The city is like this for months, apparently. How are these people getting food? Why are there not gangs roaming the streets and fighting over turf? Gotham should look like a war zone, but aside from a few parts of the city where it got blown up, it looks like a big, deserted city. Most of my issues with the movie are fridge logic stuff like that, tho.
The Dark Knight had so many great moments in it, and I think that's where this movie suffers the most. There aren't a lot of specific scenes you can point to and go "THAT WAS FUCKING AWESOME!" the way you could with the pencil scene or the 'hit me' scene or the two-face car scene. It's still a decent film, tho, and it feels like it fits into the trilogy fairly well. It definitely improves toward the end of the film, raising the stakes and such, though even then there are still bits in there that feel kinda silly and unnecessary. I dunno.

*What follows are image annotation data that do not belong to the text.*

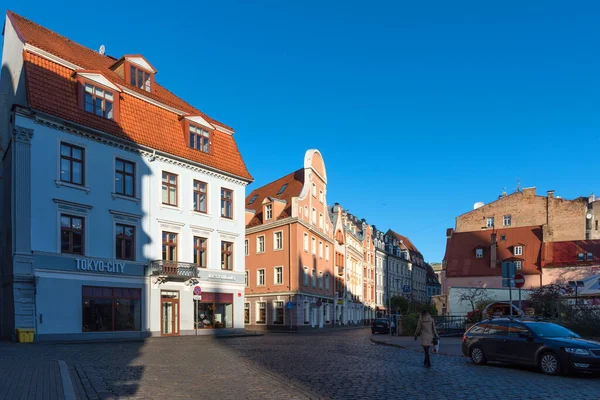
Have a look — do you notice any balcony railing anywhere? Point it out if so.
[150,260,198,280]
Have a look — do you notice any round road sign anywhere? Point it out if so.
[515,274,525,289]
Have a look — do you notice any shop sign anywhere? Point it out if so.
[208,274,235,281]
[75,258,125,274]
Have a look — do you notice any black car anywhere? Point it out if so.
[462,318,600,375]
[371,318,390,334]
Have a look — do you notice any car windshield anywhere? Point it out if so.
[527,322,579,338]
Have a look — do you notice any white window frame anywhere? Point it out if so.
[273,231,283,251]
[265,204,273,221]
[256,268,267,286]
[273,266,283,285]
[256,235,267,254]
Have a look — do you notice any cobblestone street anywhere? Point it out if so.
[0,329,600,400]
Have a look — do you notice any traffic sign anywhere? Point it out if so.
[515,274,525,289]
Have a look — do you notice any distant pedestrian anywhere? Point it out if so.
[415,310,439,368]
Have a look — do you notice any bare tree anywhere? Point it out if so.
[458,288,492,311]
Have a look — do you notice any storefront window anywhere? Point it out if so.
[81,286,142,332]
[194,292,236,329]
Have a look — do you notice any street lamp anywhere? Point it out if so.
[569,281,585,305]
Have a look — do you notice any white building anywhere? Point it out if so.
[0,12,252,341]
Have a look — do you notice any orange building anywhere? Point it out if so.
[244,150,335,330]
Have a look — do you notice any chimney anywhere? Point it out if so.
[490,233,496,268]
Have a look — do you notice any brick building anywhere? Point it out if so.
[244,150,335,329]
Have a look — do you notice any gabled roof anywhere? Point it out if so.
[246,168,304,228]
[7,11,252,181]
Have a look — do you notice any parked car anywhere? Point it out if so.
[462,318,600,375]
[371,318,390,334]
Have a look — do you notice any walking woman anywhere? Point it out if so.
[415,310,439,368]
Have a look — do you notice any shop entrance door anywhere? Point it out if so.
[160,290,179,336]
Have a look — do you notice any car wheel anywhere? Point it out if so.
[471,347,487,365]
[540,352,560,375]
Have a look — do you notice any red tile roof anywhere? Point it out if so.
[543,240,600,267]
[7,11,252,180]
[246,168,304,228]
[444,226,542,278]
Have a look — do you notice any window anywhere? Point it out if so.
[265,204,273,220]
[256,301,267,324]
[515,246,523,256]
[194,180,208,213]
[277,183,287,195]
[81,286,142,332]
[129,65,151,92]
[244,303,250,324]
[60,214,84,255]
[190,124,210,153]
[115,224,135,260]
[275,267,283,285]
[273,232,283,250]
[115,158,135,197]
[273,301,283,325]
[194,236,208,268]
[162,172,177,207]
[163,232,177,261]
[84,83,114,119]
[221,188,233,218]
[221,242,233,271]
[256,236,265,253]
[60,143,84,185]
[515,261,523,270]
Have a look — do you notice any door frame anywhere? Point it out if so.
[160,290,181,336]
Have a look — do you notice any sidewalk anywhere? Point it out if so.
[371,334,462,357]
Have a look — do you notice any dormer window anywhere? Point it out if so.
[84,83,114,119]
[129,65,151,92]
[189,124,210,153]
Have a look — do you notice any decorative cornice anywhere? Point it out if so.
[20,109,249,186]
[13,125,33,143]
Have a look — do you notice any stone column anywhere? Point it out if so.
[11,126,35,328]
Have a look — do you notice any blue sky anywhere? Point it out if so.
[5,0,600,261]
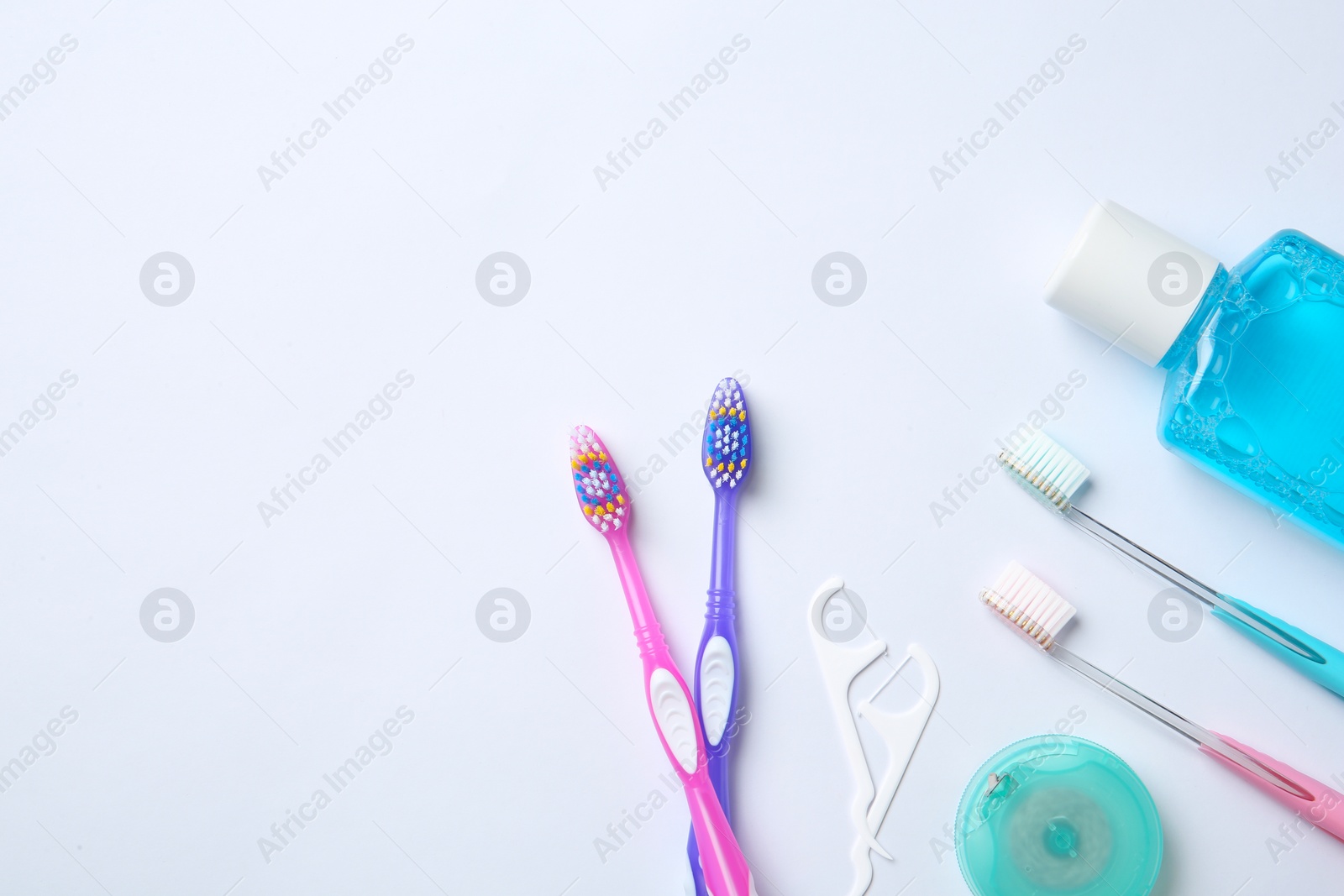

The only other negative thing I can think of is the way the film climaxes. The third act isn't playing the characters against each other, but is about Batman trying to keep a bomb from going off. Bane is dispatched in a very anticlimactic sort of way, and Talia isn't really the villain after that. She's just some crazy bitch that wants to blow shit up. After Bane dies, the film loses it's menace.
I'd say that it's a pretty decent flick and a fun watch that doesn't really live up to it's older siblings, but which still has a lot going on beneath the surface that gives it that extra bit of depth that most other big blockbuster flicks lack. The performances are pretty good overall, the story isn't bad and the visuals are great. There's just none of those moments where the movie really grabs you by the balls, which is kinda odd considering how Nolan tends to be really good at getting scenes that do that into his films, and the film deflates a bit in the middle and toward the end. I'd say that some of the best bits of the film belong to Blake and Gordon.
But even at it's worst, it's still a god damn Chris Nolan batman movie, and they're all good in their own way.